Müzeyyen bir teferrücgâh
Türk bahçe zevki İslam coğrafyasındaki diğer kültürlerden ve Batılı geleneklerden ayrılarak kendine mahsus özellikler gösterir. Halka açık seyir ve temaşa alanı olan çayırlar ve mesirelere dış bahçe; kişiye ait olan, bir evin veya köşkün avlusunu dolduran alanlara ise iç bahçe denilir.
Türk zevkinde dış bahçeler, Hindistan ve İran'da başat olan muazzam büyüklükteki ve simetrik nitelikteki bahçelerden farklıdır. Azamet ve büyüklük arzusu, Osmanlı ve Türk terbiyesinde pek yoktur, onun yerine Hak Teala'nın eseri olan tabiata karşı bir mahcubiyet göze çarpar.

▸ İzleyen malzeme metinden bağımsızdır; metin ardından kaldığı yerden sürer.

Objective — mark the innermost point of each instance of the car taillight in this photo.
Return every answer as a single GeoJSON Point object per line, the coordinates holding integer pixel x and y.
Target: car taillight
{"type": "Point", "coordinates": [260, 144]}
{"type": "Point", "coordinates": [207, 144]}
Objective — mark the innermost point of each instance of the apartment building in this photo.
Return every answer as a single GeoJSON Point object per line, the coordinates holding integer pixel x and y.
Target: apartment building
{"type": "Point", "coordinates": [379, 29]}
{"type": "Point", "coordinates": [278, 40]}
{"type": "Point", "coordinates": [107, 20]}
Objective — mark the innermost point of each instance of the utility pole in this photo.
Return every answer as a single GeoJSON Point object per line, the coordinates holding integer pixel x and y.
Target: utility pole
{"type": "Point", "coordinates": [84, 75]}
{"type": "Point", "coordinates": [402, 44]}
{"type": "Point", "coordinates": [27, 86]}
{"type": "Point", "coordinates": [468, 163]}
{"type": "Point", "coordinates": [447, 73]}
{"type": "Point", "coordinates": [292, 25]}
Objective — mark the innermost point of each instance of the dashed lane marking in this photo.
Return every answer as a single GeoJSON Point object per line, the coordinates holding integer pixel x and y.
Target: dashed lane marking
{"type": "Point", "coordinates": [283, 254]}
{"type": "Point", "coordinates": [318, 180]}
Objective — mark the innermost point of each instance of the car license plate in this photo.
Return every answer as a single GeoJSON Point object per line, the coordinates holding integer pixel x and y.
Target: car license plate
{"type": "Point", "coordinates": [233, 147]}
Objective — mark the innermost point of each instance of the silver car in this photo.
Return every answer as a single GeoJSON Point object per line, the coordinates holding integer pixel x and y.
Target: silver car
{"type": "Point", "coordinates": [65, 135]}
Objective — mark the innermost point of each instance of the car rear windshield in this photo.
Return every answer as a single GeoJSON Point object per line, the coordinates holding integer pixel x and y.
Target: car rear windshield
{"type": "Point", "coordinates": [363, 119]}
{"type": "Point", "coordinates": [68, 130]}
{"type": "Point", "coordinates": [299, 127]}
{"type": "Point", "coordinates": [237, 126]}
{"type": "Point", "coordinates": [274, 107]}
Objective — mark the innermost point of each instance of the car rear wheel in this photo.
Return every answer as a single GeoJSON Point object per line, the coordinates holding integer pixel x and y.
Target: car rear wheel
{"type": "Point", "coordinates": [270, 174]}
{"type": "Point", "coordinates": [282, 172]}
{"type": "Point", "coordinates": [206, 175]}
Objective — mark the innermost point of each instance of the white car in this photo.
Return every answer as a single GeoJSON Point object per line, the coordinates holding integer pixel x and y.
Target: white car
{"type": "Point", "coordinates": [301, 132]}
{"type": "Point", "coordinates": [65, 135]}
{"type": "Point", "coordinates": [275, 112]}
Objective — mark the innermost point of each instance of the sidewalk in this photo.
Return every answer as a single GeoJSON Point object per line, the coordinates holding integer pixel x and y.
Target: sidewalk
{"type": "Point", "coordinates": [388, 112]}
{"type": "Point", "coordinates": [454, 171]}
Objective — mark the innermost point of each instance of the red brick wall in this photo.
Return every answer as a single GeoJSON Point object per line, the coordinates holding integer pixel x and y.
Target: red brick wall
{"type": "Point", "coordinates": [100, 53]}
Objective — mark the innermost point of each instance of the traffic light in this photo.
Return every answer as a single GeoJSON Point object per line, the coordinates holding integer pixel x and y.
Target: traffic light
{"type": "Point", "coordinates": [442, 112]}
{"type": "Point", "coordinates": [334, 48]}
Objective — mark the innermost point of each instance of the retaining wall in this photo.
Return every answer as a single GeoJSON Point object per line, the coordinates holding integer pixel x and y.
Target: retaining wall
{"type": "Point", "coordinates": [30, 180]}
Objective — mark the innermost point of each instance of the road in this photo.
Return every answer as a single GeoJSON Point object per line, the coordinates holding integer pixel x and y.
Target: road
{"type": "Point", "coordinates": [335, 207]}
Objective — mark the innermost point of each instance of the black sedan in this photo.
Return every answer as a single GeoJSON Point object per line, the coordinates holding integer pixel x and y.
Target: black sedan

İstanbul'daki Kâğıthane, Beykoz Çayırı, Millet Bahçesi gibi bahçelerde görüleceği üzere bizler tabiatın karakteristiğini bozmayacak şekilde eklemeler yapmayı, ağaçları doğal gelişimlerinde serbest bırakmayı ve mecburiyet haricinde budamamayı tercih ederiz. Böylece tabiatın seyrini hissettirmeden kontrol ve koruma altına alırız.
Hint ve İran minyatür sanatlarında karmaşa, renk cümbüşü, epik ton ve aşırı geometrileştirme temayülü bizzat bahçelerinde de tezahür eder. Endülüs ise mimarisi, süsleme sanatları ve müziğiyle kendine has hususiyetler gösterir. Bahçe kültürü de bu hususiyetlere paralel olarak gelişir. Elbette bunda ekip dikilecek alanlarının darlığı ve bundan kaynaklı mecburiyetlerin etkisi yadsınamaz niteliktedir.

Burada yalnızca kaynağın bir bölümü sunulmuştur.